Using the conservation of the center of mass position in the horizontal direction:
\(
M x_1+10 M x_2=\mathrm{constant}
\)
The change in the center of mass position is zero:
\(
M \Delta x_1+10 M \Delta x_2=0
\)
Let the origin be the initial horizontal position of the center of mass. The displacement of the bigger block is \(\Delta x_2=X\) (to the right, positive). The displacement of the smaller block relative to the ground is \(\Delta x_1=-(2.2-X)\) (to the left, negative).

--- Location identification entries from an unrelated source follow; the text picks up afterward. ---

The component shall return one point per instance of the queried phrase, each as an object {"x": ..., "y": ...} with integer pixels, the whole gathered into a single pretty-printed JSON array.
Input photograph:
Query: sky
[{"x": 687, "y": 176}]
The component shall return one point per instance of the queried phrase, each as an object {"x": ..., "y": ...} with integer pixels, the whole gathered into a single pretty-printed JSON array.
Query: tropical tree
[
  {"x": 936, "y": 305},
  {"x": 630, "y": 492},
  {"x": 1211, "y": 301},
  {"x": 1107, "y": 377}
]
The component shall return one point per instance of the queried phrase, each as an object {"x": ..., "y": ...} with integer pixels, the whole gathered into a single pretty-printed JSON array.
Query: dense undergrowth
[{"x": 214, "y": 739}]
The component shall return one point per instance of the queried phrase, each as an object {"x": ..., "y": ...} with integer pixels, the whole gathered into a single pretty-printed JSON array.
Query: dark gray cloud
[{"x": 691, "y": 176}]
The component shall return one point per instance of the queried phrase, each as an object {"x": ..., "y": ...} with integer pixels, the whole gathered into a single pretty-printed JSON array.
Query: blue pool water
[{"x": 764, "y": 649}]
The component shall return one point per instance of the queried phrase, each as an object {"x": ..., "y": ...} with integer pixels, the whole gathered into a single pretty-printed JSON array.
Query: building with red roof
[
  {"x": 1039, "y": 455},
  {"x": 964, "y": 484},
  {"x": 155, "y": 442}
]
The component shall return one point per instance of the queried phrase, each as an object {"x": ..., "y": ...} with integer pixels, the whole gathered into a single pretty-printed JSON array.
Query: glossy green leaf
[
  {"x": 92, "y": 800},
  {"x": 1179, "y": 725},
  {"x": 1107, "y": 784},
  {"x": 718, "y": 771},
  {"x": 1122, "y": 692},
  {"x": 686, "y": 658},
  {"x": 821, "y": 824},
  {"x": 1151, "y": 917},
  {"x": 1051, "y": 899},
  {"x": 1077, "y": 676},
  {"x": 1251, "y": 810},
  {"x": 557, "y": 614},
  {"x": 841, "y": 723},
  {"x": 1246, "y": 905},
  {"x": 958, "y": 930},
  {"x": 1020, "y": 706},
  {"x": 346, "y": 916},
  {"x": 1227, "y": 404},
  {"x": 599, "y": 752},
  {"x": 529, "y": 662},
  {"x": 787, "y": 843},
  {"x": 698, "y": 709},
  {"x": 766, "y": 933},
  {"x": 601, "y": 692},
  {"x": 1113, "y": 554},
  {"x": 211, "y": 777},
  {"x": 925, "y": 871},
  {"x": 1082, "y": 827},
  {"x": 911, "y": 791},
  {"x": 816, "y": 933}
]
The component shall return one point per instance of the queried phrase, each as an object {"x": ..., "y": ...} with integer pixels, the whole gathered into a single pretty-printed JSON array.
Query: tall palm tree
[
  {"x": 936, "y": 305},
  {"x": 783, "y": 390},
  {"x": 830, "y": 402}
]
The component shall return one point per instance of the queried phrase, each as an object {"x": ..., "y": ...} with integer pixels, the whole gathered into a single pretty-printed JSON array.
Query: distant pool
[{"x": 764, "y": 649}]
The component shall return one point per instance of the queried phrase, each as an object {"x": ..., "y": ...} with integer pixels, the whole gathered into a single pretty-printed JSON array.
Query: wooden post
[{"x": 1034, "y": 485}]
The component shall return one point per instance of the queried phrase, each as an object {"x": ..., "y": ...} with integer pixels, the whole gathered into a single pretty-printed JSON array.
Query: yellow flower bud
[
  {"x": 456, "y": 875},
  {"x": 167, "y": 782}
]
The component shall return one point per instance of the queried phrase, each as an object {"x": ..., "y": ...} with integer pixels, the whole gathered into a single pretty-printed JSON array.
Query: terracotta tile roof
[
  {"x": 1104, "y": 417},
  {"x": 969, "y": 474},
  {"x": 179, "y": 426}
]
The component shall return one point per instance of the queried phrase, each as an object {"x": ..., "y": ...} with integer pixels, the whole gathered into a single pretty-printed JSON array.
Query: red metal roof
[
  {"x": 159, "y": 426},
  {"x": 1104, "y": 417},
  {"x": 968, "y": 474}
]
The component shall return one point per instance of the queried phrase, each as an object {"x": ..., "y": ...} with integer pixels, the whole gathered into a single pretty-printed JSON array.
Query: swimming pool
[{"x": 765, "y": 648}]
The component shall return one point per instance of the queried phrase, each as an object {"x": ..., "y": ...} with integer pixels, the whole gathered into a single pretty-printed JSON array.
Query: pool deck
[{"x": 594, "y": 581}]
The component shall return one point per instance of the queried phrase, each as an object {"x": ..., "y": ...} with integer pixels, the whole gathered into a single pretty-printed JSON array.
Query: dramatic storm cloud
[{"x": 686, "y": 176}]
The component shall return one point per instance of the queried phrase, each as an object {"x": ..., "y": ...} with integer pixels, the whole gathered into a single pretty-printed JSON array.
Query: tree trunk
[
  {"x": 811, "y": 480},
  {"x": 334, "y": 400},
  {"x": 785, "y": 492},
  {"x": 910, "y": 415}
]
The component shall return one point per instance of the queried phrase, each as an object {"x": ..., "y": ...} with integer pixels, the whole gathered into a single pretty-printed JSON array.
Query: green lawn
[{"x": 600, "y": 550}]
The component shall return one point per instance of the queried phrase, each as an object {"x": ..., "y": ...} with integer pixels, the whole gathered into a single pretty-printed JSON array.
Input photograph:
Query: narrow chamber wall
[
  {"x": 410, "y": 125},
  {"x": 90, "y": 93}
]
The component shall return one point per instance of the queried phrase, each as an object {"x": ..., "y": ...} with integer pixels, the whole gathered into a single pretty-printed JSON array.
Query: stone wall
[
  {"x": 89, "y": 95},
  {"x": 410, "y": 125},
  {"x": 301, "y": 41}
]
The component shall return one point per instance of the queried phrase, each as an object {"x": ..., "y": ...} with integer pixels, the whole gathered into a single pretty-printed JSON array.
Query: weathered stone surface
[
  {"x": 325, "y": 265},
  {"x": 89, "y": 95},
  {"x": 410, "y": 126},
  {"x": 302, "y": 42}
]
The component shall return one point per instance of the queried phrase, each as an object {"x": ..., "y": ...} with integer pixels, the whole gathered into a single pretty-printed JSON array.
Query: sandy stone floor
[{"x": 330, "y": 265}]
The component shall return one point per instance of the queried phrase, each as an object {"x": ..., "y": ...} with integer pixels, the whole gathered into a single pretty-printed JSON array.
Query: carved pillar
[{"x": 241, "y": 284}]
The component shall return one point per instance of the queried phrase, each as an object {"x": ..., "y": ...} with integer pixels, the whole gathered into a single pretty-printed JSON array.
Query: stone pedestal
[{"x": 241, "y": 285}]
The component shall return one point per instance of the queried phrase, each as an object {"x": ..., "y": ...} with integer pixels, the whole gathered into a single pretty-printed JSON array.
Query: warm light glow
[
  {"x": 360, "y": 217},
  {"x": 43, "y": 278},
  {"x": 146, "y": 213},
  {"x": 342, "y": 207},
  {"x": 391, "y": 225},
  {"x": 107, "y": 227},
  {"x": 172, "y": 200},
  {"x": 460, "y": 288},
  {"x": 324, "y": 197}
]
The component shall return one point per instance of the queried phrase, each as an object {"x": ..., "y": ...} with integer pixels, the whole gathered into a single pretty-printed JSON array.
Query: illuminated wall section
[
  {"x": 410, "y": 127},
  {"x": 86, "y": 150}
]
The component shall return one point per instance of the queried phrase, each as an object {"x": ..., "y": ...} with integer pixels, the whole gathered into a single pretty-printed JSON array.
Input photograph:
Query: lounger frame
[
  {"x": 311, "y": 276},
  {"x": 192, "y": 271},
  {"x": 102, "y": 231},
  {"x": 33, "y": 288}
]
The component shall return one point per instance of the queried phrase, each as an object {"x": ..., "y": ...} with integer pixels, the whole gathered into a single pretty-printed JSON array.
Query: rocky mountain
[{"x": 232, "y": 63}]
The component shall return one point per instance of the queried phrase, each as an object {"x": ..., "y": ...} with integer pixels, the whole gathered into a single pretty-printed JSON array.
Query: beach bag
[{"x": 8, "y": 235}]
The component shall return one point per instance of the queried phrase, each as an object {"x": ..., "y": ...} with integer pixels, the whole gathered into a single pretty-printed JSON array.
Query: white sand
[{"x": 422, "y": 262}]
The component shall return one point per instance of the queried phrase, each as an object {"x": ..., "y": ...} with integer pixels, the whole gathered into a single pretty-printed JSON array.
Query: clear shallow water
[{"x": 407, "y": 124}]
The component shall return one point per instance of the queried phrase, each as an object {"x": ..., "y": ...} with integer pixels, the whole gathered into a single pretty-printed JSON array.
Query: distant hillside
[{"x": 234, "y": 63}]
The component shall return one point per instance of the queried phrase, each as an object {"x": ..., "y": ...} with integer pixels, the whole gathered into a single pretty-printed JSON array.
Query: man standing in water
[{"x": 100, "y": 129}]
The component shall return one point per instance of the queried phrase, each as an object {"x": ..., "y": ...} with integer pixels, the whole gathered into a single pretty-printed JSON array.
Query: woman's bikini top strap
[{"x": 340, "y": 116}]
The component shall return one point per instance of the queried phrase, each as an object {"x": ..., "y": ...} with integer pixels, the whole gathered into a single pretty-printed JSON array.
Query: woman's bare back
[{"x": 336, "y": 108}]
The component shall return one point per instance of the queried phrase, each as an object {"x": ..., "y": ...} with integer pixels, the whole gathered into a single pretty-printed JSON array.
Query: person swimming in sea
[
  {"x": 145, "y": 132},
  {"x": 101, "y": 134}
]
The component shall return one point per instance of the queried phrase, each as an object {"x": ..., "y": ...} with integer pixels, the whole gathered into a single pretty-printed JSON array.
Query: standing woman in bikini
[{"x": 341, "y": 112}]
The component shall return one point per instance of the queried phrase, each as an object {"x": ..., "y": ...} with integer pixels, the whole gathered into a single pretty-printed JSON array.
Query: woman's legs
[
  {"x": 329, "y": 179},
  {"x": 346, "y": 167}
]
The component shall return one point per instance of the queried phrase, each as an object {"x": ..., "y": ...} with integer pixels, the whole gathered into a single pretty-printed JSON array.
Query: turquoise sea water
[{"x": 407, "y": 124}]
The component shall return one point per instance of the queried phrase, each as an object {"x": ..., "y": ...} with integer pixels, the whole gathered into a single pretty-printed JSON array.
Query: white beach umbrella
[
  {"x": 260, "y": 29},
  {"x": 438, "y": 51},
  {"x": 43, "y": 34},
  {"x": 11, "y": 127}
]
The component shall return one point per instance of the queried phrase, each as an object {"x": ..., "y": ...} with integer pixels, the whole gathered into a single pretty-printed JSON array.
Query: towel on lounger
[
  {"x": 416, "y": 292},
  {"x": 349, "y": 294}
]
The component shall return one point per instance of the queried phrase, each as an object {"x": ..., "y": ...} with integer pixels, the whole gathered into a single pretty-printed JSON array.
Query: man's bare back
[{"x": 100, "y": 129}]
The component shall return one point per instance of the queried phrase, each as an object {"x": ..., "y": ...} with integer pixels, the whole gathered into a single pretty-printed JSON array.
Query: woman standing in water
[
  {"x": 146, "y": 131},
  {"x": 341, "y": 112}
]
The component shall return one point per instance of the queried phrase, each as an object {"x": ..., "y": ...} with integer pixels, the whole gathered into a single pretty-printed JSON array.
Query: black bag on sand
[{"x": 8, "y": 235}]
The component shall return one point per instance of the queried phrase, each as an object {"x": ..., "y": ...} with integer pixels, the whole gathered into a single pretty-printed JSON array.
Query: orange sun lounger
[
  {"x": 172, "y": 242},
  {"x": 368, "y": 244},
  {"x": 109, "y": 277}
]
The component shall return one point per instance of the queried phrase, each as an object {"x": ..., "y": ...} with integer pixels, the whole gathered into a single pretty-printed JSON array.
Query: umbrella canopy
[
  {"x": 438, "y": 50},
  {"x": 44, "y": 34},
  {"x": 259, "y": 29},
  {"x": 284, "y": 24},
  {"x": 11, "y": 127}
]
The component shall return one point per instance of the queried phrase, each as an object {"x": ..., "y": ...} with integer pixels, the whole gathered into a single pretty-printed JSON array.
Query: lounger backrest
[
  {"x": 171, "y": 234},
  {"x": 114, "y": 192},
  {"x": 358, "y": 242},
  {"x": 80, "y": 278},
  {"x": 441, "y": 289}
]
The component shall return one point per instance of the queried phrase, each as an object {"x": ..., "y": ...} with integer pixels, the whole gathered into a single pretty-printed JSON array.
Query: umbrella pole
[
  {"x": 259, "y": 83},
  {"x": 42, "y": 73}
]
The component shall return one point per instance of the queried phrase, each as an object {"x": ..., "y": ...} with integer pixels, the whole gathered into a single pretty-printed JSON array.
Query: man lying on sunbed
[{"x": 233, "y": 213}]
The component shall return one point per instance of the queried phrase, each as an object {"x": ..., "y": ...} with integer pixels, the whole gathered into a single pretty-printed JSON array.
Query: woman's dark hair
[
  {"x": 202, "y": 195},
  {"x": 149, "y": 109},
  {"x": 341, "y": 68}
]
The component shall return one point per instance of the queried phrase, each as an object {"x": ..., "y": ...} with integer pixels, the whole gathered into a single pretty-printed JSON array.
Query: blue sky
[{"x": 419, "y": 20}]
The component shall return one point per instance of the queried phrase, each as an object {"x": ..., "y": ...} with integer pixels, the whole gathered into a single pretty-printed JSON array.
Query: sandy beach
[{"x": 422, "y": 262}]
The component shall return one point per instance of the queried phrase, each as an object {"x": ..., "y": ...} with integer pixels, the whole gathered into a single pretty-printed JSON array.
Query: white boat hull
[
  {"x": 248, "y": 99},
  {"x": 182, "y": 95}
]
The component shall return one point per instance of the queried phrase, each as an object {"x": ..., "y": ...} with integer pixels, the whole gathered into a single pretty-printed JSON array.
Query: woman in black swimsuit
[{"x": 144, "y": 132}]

Step 3: Solve for the distance \({X}\)
Substitute the displacements into the equation:
\(
\begin{gathered}
M(-(2.2-X))+10 M(X)=0 \\
-2.2 M+M X+10 M X=0 \\
11 M X=2.2 M
\end{gathered}
\)
Divide by \(11 M\) (assuming \(M \neq 0\) ):
\(
\begin{aligned}
X & =\frac{2.2 M}{11 M} \\
X & =0.2 \mathrm{~m}
\end{aligned}
\)
The distance moved by the bigger block at the instant the smaller block reaches the ground is \(\mathbf{0 . 2 ~ m}\).